Der deutsche Finanzminister Christian Lindner gab sich bisher zurückhaltend. Davon, dass es keine klaren Leitlinien, sondern einzelne Verhandlungen der EU-Kommission mit den Schuldnerländern gibt, hält er wenig. Rückendeckung erhielt er vom Bundesrechnungshof, der in einem Bericht die vorgeschlagenen neuen Schuldenregeln für ungenügend hält.

"Die Reform der EU-Fiskalregeln wird die Tragfähigkeit der öffentlichen Finanzen in der Europäischen Union nicht sichern. Es fehlen verbindliche Vorgaben, die den Abbau zu hoher Schulden zügig und nachhaltig sicherstellen", schrieben die Rechnungsprüfer in einem Gutachten für den Bundestag im Juni.

Deutscher Finanzminister Lindner (li.) und Frankreichs Minister Le Maire: Nicht immer einer Meinung (Archiv)Bild: Michal Cizek/AFP

Guntram Wolff, Ökonom und Chef der Deutschen Gesellschaft für Auswärtige Politik, beobachtet und berät seit vielen Jahren den Rat der EU-Finanzminister. Er geht davon aus, dass bei allen Staaten die Einsicht gereift ist, dass der alte starre Stabilitätspakt nicht mehr in die Zeit passt.

Allerdings sei noch umstritten, wo genau die neuen Leitplanken verlaufen sollen. "Natürlich müssen die Minister jetzt recht konkret werden, und auch die Tragfähigkeitsanalyse ganz konkret festzurren, mit konkreten Zahlen", so Wolff. "Das wird noch eine schwierige Verhandlung, aber ich kann mir nicht vorstellen, dass man zum alten Pakt zurückgeht."

Eine Rückkehr zum alten Pakt, der vor allen von südlichen EU-Staaten abgelehnt wird, würde quasi automatisch erfolgen, wenn seine rechtliche Aussetzung Ende des Jahres ausläuft. Diese Drohung brachte Bundesfinanzminister Christian Lindner immer mal wieder ins Spiel, um den Verhandlungspartnern Beine zu machen.

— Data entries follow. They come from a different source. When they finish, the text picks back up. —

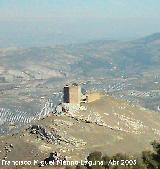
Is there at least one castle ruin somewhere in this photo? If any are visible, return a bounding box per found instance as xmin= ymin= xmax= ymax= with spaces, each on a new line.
xmin=63 ymin=83 xmax=81 ymax=105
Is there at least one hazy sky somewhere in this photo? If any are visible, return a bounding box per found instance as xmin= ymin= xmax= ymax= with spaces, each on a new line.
xmin=0 ymin=0 xmax=160 ymax=19
xmin=0 ymin=0 xmax=160 ymax=47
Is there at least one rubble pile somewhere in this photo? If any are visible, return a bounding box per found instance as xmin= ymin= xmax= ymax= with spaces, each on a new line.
xmin=55 ymin=103 xmax=81 ymax=115
xmin=28 ymin=124 xmax=86 ymax=148
xmin=114 ymin=113 xmax=148 ymax=134
xmin=87 ymin=111 xmax=104 ymax=124
xmin=3 ymin=143 xmax=14 ymax=160
xmin=28 ymin=125 xmax=61 ymax=144
xmin=64 ymin=136 xmax=86 ymax=147
xmin=152 ymin=128 xmax=160 ymax=136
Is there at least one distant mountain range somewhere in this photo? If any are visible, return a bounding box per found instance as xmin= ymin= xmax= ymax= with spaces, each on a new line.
xmin=0 ymin=33 xmax=160 ymax=80
xmin=137 ymin=32 xmax=160 ymax=43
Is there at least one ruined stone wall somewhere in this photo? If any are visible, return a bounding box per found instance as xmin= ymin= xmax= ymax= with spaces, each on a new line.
xmin=87 ymin=92 xmax=101 ymax=103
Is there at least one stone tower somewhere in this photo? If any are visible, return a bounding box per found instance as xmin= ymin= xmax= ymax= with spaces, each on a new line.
xmin=63 ymin=83 xmax=81 ymax=104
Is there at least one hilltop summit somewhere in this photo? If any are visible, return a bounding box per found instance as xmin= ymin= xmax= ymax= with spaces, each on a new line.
xmin=0 ymin=95 xmax=160 ymax=168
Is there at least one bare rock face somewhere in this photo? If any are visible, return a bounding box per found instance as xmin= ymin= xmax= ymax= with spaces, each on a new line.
xmin=28 ymin=125 xmax=61 ymax=144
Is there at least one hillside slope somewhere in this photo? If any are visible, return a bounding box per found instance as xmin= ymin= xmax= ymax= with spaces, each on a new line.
xmin=0 ymin=95 xmax=160 ymax=168
xmin=0 ymin=33 xmax=160 ymax=80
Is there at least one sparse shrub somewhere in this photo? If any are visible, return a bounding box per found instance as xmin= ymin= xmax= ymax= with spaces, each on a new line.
xmin=102 ymin=155 xmax=110 ymax=169
xmin=65 ymin=141 xmax=160 ymax=169
xmin=76 ymin=163 xmax=87 ymax=169
xmin=87 ymin=151 xmax=103 ymax=169
xmin=142 ymin=151 xmax=158 ymax=169
xmin=141 ymin=141 xmax=160 ymax=168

Deutschland schrumpft, die EU sorgt sich

Doch Deutschland sollte im Kreise der Finanzminister in Santiago de Compostela nicht zu breitbeinig auftreten, kritsieren EU-Beamte in Brüssel. Schließlich ist die deutsche Wirtschaft im Moment der Bremsklotz in Europa.

EU-Kommissar Gentiloni bescheinigte Deutschland Anfang der Woche in seiner Herbstprognose, es ist Schlusslicht in Europa. "Die deutsche Wirtschaft ist im Moment in einem leichten negativen Wachstum. Das bleibt in diesem Jahr auch so. Wir wissen, dass mehr privater Konsum die Lage verbessern könnte. Strukturelle Probleme lassen sich aber nicht innerhalb weniger Wochen lösen."

Natürlich habe die schlechte Lage in Deutschland als größter Volkswirtschaft in Europa Auswirkungen auf alle anderen Länder, so Gentiloni, besonders auf jene, die - wie etwa Italien - viel nach Deutschland exportierten.

Der Ökonom Guntram Wolff sieht in Deutschland eine ganze Reihe von strukturellen Problemen, zu hohe Energiepreise, einen Mangel an Fachkräften, überbordende Bürokratie. Gleichzeitig tue Finanzminister Lindner aber gut daran, den Bundeshaushalt zu konsolidieren. Das sei letztlich auch gut für die Eurozone.

Es komme jetzt darauf an, wie schnell Deutschland das mache. Kürzen und Sparen könne die Rezession noch verstärken. Ausgeben und investieren könne die Inflation anheizen, die immer noch zu hoch sei, so Wolff.

Inzwischen macht wieder das Bild von Deutschland als "kranker Mann Europas" vor der Finanzministertagung in Santiago de Compostela die Runde. Das hält Guntram Wolff für übertrieben.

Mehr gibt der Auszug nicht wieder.